Re-establishing chang’aa trade

He added that on January 7, police received intelligence reports that Kamau was being seen in his native village and was re-establishing his chang’aa business.

“I dispatched Chief Inspector Cleophas Mangut to lead the response to the tip and sure enough, we found Kamau in possession of 40 litres of the illicit brew. We arrested him and he was lamenting that we were lucky that he had not replenished the portion that made him invincible to us,” Mr Shikondi said.

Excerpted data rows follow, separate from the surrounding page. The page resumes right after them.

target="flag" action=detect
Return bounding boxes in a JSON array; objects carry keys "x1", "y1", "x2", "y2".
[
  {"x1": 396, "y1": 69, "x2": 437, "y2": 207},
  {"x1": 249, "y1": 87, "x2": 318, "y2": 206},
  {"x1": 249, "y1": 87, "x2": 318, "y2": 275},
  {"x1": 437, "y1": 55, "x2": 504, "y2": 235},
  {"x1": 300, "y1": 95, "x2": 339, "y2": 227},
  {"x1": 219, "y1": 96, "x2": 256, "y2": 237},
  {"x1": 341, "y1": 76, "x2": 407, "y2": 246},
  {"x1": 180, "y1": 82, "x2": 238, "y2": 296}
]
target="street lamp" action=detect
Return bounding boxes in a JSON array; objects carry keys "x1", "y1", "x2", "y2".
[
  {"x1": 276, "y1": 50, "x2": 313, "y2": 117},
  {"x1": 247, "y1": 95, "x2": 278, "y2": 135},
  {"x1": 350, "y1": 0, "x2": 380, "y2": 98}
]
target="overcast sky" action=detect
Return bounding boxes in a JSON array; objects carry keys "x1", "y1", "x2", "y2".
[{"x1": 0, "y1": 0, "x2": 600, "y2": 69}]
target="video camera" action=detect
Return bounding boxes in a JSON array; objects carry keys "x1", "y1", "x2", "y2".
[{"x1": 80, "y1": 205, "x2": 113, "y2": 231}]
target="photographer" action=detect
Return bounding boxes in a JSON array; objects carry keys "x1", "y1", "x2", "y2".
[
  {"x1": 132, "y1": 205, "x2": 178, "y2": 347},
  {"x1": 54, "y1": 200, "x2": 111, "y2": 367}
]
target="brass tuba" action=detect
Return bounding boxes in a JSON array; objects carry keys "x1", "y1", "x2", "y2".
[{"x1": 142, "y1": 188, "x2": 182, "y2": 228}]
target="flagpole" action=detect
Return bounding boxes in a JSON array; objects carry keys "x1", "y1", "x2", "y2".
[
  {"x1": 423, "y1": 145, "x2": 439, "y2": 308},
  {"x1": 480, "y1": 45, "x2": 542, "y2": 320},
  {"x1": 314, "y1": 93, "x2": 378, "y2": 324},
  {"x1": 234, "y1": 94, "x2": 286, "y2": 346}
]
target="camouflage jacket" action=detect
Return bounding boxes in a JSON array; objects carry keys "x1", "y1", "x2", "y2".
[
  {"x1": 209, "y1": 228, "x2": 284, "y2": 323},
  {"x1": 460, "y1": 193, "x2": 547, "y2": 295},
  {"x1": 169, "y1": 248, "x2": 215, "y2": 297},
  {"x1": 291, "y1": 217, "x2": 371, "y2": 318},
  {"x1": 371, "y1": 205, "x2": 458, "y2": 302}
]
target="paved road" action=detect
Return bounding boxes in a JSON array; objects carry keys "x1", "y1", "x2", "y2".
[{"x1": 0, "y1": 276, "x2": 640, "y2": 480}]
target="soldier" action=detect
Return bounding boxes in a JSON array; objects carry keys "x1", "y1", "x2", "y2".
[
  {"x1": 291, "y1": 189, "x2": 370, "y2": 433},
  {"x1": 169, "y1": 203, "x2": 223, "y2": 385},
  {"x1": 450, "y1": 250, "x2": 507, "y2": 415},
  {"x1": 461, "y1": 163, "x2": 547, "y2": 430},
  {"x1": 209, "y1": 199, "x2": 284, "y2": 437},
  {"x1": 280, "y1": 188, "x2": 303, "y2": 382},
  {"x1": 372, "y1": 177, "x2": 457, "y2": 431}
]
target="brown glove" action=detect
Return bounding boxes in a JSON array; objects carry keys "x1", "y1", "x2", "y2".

Mr Shikondi said at least 10 of Kamau’s victims of his violence refused to record statements that would have enabled the police to charge him with robbery with violence.

When he appeared in court, Kamau pleaded for leniency, saying that he would reform and venture into bodaboda business.

“The prosecution has demonstrated to the court that you are a repeat offender and sworn affidavits by Maragua Police Station convincingly portray you as someone in need of rehabilitation so that the bad influence and exertion of negative energy is healed,” the magistrate ruled.